Christophe Rapin et Félixe Ross : La planète des singes
Christophe Rapin et Félixe Ross explorent la vie à deux dans Les Bonobos, le plus récent spectacle de Carole Nadeau.
Depuis le début des années 90, Christophe Rapin, immigrant français, et Félixe Ross, diplômée du Conservatoire d’art dramatique de Montréal, ne se sont pour ainsi dire jamais quittés. Professionnellement, bien entendu. Ils appartiennent notamment au Groupe de Poésie Moderne (Le Boson de Higgs), une compagnie dont les réalisations s’appuient sur la biomécanique de Meyerhold. Au fil des années, les comédiens ont développé une véritable complicité, à la scène comme à la ville. "Dans le travail, on n’a pas besoin de se consulter beaucoup", affirme Ross. "On est rapidement dans une même énergie", confirme Rapin. Ainsi, les deux acteurs incarnent souvent des couples, et pas des plus banals. "Vous voulez un couple un peu sauté, lance Christophe, appelez-nous!"
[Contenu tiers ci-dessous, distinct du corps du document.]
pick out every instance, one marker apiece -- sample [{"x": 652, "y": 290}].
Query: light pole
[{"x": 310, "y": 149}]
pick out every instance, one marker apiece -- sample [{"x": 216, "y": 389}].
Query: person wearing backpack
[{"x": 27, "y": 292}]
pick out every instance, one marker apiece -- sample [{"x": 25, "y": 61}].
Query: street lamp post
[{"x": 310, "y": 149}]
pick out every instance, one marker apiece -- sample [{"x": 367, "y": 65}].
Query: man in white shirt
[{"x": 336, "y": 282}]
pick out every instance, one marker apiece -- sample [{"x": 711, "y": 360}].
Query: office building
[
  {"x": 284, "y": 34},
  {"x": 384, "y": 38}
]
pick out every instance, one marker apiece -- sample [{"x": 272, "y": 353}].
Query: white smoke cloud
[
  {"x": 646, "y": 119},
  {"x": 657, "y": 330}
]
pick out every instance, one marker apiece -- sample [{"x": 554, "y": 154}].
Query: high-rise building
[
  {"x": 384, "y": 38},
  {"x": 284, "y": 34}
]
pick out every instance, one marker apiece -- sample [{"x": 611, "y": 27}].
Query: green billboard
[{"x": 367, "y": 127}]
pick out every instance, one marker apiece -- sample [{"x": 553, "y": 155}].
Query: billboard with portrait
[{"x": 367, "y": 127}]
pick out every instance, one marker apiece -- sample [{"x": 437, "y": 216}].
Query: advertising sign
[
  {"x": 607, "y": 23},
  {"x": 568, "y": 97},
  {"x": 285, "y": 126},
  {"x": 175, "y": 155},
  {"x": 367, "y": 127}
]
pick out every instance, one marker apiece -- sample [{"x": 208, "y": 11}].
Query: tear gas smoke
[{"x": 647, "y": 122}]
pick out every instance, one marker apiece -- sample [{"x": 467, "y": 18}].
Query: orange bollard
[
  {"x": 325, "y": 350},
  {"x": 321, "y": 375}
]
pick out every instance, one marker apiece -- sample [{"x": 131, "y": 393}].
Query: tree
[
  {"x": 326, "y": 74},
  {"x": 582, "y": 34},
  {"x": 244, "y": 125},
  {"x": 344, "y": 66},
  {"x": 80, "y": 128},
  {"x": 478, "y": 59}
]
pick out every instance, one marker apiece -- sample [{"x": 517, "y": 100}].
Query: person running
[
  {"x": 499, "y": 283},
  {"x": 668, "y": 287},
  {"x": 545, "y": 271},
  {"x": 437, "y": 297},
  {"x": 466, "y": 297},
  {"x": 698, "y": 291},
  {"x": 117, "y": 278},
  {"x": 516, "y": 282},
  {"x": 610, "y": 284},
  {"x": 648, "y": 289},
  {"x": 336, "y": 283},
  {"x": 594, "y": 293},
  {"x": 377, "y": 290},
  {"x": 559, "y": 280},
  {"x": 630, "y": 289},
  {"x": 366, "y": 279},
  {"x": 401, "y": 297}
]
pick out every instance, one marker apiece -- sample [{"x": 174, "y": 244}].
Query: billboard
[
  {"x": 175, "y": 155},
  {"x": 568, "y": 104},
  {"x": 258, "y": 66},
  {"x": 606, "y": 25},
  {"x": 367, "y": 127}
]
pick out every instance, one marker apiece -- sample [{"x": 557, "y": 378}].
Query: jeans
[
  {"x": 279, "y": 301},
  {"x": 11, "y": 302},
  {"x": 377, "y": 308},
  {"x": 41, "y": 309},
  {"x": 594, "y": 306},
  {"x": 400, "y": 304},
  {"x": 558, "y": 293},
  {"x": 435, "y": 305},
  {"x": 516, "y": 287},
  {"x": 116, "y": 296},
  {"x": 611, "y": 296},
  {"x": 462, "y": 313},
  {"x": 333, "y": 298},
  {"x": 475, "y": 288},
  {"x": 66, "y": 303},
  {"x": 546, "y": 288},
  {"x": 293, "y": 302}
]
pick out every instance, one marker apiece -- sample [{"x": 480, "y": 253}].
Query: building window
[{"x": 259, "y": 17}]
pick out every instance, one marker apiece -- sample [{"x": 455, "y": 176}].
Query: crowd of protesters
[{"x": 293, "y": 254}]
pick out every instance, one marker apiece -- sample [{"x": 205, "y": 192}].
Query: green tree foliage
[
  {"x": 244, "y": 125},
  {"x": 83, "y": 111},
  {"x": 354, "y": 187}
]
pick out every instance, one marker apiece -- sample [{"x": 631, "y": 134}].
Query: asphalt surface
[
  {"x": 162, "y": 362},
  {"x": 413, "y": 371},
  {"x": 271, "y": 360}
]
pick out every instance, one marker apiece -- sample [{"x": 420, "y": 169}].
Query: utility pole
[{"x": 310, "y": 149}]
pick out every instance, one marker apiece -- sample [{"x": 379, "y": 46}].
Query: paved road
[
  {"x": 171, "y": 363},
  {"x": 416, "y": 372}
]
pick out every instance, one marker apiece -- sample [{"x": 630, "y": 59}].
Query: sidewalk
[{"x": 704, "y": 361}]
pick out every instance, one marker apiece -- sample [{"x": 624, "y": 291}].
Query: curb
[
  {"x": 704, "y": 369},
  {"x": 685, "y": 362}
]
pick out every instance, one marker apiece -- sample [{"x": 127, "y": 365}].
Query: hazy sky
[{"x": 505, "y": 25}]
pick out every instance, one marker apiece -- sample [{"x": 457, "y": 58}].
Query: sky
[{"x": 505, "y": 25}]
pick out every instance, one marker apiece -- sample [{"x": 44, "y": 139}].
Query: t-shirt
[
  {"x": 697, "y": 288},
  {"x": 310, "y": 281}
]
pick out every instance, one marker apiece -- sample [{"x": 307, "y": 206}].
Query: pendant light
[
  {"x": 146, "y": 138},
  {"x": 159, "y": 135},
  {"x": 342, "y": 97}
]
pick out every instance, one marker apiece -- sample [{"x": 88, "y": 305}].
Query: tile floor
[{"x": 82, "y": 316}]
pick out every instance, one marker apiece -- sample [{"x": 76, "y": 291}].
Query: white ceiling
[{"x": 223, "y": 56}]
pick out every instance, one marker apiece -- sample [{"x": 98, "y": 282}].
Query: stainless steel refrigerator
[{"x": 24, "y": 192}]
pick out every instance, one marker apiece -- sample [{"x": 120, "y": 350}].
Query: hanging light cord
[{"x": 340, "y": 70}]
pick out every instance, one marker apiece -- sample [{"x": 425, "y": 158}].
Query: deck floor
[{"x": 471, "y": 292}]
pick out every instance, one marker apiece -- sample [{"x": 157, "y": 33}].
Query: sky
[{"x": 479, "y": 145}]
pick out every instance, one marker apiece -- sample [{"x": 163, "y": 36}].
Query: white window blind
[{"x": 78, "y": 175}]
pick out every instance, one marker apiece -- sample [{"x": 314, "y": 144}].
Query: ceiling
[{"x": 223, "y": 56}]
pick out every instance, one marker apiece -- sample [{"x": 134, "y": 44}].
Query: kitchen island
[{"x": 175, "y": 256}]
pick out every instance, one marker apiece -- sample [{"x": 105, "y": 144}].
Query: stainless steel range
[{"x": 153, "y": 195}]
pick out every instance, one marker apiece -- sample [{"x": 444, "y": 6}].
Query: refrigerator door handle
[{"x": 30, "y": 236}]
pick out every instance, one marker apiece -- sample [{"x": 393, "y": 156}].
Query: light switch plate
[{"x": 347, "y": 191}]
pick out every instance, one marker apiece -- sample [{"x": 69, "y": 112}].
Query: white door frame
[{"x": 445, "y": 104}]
Voilà qui pourrait expliquer, du moins en partie, que Carole Nadeau (MeMyLee Miller, Provincetown Playhouse, juillet 1919, j’avais 19 ans, Le Contrat) ait fait appel à eux pour défendre Les Bonobos, un spectacle abordant de manière pour le moins anticonformiste le thème de la vie à deux. Félixe et Christophe collaborent donc pour la première fois avec celle qui dirige depuis 1993 la cellule de création multidisciplinaire Le Pont Bridge. "Pour moi, c’est quelqu’un de complètement surprenant, déclare Ross. Son travail est en quelque sorte impressionniste. Si tu regardes de trop près, on dirait de la pizza, mais en reculant, on réalise que c’est une œuvre magnifique. Elle est fascinante!" "Ce sont des choses nouvelles pour nous, ajoute Rapin. La représentation s’apparente à une installation. Visuellement, il y a une multiplication des sens. Les réflexions [dans le sens d’images réfléchies] dévoilent un autre monde." "Il faut arriver à travailler avec les projections comme avec un autre partenaire de jeu", considère Ross.
LA VIE À DEUX
C’est par l’intermédiaire d’un complice de longue date, le dramaturge Stéphane Hogue (Ceci n’est pas une pipe), que le tandem d’acteurs a été initié au projet. Il faut savoir que des textes de Hogue se retrouvent dans la mosaïque sur laquelle s’appuie le spectacle. "Le collage de Carole est guidé par la thématique du couple, explique Rapin. Il y est question de l’animalité des rapports humains, de la partie bestiale ou pulsionnelle qui se trouve en nous." "Il y a des couples qui trouvent fabuleux de s’entredéchirer, ajoute Ross. Ils disent que c’est de la passion, que ça leur donne l’impression de vivre, d’exister, d’être aimés. On a donc essayé de faire des parallèles entre ces comportements et ceux des bonobos."
Le bonobo est une espèce de primate vivant dans les forêts tropicales du Congo. Plus proche encore de l’être humain que le chimpanzé commun, il se distingue par une organisation sociétale basée sur la fraternité plutôt que sur l’affrontement. "Les pratiques sexuelles des bonobos sont très semblables aux nôtres, précise Ross. Ils font l’amour pour le plaisir et canalisent leur agressivité dans la sexualité." En puisant aux œuvres de Heiner Müller, Fernando Pessoa, Christophe Allwright, Stéphane Hogue et Georges Wolinski (le bédéiste!), le montage juxtapose, avec humour et dérision, des couples de toutes espèces (c’est le cas de le dire), des visions absurdes et révélatrices du rapport amoureux. "On n’a pas la prétention de donner des réponses, insiste Rapin. Le plus intéressant, ce serait de permettre aux gens de se questionner un peu et de rire, parce que la réflexion passe par le rire." "On a d’ailleurs invité tous les singes du zoo de Granby", plaisante Félixe. "Mais on leur a dit: "Tenue de ville obligatoire!"", spécifie Christophe, avant de s’esclaffer.